Bir evde korkunç bir yangın çıkmış. Herkes dışarda, itfaiyeciler yangınla boğuşuyor.
Yani bir can pazarı.
Olayı çeken kameraların önüne o mahallede yaşayan komşuların çocukları, gençleri çıkıyor.
Ekranda görünebilmek için hopluyorlar, zıplıyorlar, el çırpıyorlar, el sallıyorlar.
Arka plandaki yangın umurlarında bile değil.
Çocuklardan biri, kameralara bakarak bağırıyor; “oooo, yeeee!

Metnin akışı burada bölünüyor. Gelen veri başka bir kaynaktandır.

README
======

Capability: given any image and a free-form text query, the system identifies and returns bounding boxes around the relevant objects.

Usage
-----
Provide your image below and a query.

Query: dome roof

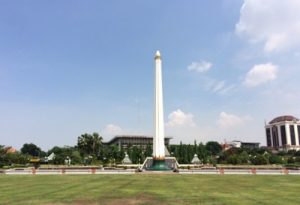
[269,115,299,124]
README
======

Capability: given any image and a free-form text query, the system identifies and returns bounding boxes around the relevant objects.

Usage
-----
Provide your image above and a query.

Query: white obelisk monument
[153,51,165,160]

Hangi kanalda çıkacak?”
Başka biri yine hoplaya zıplaya soruyor; “Bu akşam mı yayınlanacak?”
Başka bir mekan, başka bir haber;
Bir futbol maçı, saha savaş alanı gibi, herkes yaralı bereli.
Külahlı iki genç, haberi çeken kameranın önünde hoplaya zıplaya şaklabanlık yapıyor.

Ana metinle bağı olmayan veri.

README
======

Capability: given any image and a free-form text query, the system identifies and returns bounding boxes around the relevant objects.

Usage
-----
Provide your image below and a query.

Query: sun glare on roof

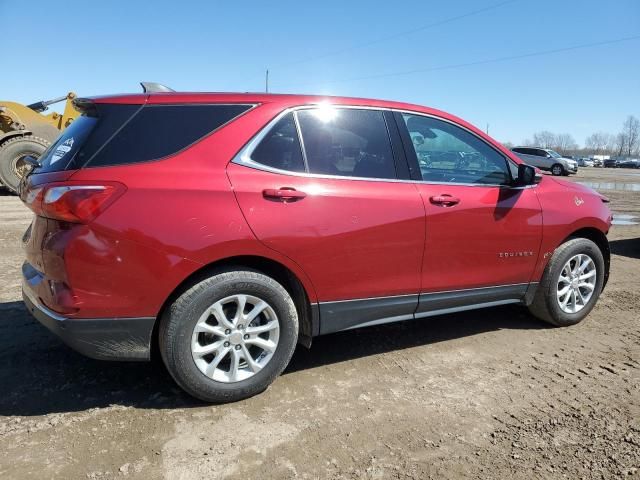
[312,103,338,123]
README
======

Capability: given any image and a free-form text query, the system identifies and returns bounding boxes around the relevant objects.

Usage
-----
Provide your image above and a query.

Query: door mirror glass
[518,164,542,185]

Hani televizyonda çıkacak ya!
Bir de hangi kanalda, ne zaman yayınlanacağını soruyor bağıra çağıra.
Ekranda kendi şaklabanlıklarını izleyecek.
Başka bir mekan, komşu evlerden birinde adam kendini asarak intihar etmiş.
Haberciler olay yerinde.
Kendini asan adamın belki de kapı komşularının çocukları, kameraların önünde hoplaya zıplaya el sallıyorlar.
Akşam haberlerde televizyonda görünecekler ya!
Biz nasıl böyle olduk?
Biz neden böyle duyarsızlaştık?
Kimler bizi bu duruma getirdi?
Bizim çocuklarımız bu kadar duyarsız mıydı?
Televizyon camlarında görünmek bu kadar çok mu önemli?
Yazık değil mi bu çocuklara, gençlere?
Yoksa bu çocuklar bizim çocuklarımız değil mi?
Ülkemin insanları, çocuklarını böyle mi eğitiyorlar?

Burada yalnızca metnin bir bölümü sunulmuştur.